Another historical point that most economists (may) have wrong is the idea that markets “are an easy and natural thing.” For example, Adam Smith, during a lecture in 1755, noted, “Little else is requisite to carry a state to the highest degree of opulence from the lowest barbarism but peace, easy taxes, and a tolerable administration of justice: all the rest being brought about by the natural course of things” (727). Greif would argue otherwise—he notes how precarious and difficult the development of long-distance trade was, and believes that “the path to modern growth, a tortuous and difficult one, was through the creation of institutions that supported trade” (728). Clark begs to differ: he writes that this belief “is hard to square with the archeological record that shows long distance trade even before the Neolithic Revolution created settled agriculture,” and that “long distance trade was present from the dawn of agriculture, and perhaps even before” (728). There was a decline in long-distance trade in Europe after the fall of Rome, but it was neither necessary nor even necessarily the default position.
Greif also “argues that even cities that profit from trade will have an incentive to expropriate or cheat isolated merchants who come to trade” (728). I disagree with this on two grounds: one theoretical and one practical. The theoretical ground is that the folk theorem could lead you to believe otherwise. If denizens of a city reneg on trade agreements, merchants can hear about this and subsequently refuse to trade with that city, leading to a long-term decline. As long as the denizens value the future stream of goods more than the value from reneging on a present deal, there will be a “natural” check on the threat of expropriation. This isn’t enough to stop it in all cases, but it does build up a presumption that there will be more trade than Greif assumes. The practical reason is, as Clark noted, we had trade for so many millennia, even before merchant guilds.

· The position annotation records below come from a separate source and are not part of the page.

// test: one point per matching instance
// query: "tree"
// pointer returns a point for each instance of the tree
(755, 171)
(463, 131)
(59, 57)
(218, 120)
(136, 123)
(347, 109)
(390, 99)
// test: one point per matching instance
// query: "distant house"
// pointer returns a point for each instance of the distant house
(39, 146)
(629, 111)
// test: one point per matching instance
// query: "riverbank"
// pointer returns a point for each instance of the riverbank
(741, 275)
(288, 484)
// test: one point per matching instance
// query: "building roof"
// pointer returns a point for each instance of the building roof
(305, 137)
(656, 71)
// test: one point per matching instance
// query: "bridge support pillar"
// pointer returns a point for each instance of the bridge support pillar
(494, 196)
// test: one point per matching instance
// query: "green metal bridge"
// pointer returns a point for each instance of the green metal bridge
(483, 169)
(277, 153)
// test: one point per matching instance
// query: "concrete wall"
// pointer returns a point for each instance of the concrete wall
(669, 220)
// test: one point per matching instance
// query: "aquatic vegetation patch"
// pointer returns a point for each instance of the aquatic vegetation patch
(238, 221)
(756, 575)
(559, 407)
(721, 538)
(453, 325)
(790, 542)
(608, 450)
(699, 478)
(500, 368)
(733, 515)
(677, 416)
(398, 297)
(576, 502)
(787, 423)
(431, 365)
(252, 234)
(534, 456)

Reputation and information could spread fairly widely, even in a medieval world.
Going back to the problem of the difficulty of analyzing institutions, Clark notes (following Greif) that “institutions are generally much more complex than the formal rules and that this creates major difficulties for institutional analysis” (733). One example that Clark gives is that, in medieval England, given the rules of serfdom in place, “the serfs ended up enslaving the lords. Serfdom disappeared in England without ever being formally abolished. Governments can make any rules they want, but what institution actually results will be determined by much more complex social interactions” (733). This is a strong warning to people who undertake the decidedly important task of learning about and understanding historical institutions. Such a path is vital, but also fraught with danger. Well, intellectual danger at least.
* – The copy I printed out spanned pages 725-741, but the PDF above goes from 727-743. I give the page numbers that appear in my copy.